Dinosaur Bones in Alaska Reveal a Cold-Weather Creature
We think of them as tropical creatures, but fossils in Alaska reveal a creature that thrived in the cold and the dark.
A newly discovered dinosaur species in Alaska presents new evidence the prehistoric animals were able to survive and thrive in climates far colder than were once considered hospitable.
“It wasn’t so long ago that the idea of dinosaurs living up in the polar world was kind of, you know, really? Are you kidding?” Patrick Druckenmiller, earth sciences curator of the University of Alaska Museum of the North, told The Washington Post.

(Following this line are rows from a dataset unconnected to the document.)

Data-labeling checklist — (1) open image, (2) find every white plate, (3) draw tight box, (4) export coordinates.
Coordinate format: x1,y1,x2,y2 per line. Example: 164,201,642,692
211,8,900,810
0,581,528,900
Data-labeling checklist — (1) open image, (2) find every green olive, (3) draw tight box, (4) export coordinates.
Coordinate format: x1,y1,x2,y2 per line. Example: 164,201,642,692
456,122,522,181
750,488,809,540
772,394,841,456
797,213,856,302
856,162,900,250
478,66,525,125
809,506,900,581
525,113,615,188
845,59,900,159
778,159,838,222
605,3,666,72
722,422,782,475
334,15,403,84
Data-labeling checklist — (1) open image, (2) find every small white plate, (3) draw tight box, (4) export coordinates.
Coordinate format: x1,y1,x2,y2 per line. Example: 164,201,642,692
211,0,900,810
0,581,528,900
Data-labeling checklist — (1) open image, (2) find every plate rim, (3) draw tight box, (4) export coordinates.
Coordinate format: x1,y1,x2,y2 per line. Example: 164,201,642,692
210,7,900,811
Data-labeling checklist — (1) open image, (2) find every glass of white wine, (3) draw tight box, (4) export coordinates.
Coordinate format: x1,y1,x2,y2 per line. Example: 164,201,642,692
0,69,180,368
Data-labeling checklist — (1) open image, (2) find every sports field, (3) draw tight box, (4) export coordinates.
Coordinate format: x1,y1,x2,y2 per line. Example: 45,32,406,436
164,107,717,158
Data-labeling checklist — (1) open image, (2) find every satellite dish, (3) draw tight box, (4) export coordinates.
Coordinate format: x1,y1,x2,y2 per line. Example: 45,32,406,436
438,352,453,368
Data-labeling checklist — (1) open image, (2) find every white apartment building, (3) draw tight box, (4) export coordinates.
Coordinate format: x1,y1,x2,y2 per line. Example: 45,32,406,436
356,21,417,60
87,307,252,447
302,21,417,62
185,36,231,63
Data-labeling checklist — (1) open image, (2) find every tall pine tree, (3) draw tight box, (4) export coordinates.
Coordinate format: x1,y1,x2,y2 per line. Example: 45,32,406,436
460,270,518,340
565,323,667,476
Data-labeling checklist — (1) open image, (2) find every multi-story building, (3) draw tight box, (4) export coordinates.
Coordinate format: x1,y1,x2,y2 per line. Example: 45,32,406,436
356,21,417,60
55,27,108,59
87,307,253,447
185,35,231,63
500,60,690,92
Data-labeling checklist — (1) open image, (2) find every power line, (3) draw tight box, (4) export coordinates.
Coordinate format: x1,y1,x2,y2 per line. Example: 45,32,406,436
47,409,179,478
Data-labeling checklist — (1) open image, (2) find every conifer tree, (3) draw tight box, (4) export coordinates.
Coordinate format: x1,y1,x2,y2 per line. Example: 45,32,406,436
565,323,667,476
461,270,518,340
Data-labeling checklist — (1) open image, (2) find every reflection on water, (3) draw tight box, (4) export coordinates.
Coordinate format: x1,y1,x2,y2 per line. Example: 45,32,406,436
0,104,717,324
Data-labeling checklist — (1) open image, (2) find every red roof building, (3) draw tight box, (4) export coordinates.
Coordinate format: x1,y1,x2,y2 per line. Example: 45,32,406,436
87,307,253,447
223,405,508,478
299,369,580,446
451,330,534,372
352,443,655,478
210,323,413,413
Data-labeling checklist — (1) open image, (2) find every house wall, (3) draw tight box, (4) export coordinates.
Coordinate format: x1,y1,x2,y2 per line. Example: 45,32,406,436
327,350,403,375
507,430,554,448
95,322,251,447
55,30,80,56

For most of dinosaurs’ known existence, with our limited understanding of their metabolism, we tended to think of them as tropical animals. The newly discovered duck-billed Ugrunaaluk kuukpikensis (pronounced oo-GROO’-nah-luk KOOK’-pik-en-sis), a herd animal whose remains were found in rock deposits 69 million years old, managed to survive in large numbers in an environment where there was no sunlight for three to five months at a time, and average temperatures hovered around the low 40s.
“And that means that it thrived in an area that was — at least for a dinosaur — remarkably cold. By reptilian standards, that’s pretty chilly,” Druckenmiller said. “These were dinosaurs living at the very edge of what we think dinosaurs were physiologically capable of.”
The AP reports the species’ bones had been confused with the bones of the Edmontosaurus for about 25 years until a formal study finally revealed the differences in the skull and mouth. This new species grew up to 30 feet in length, likely walked on their hind legs, and had hundreds of teeth to chew tough vegetation.
Alaska, considered one of the final frontiers for paleontology, has already yielded some 10,000 bones from the species. Whether they provide enough evidence to show if this species had special adaptations to survive in the cold could change how researchers think of dinosaur physiology.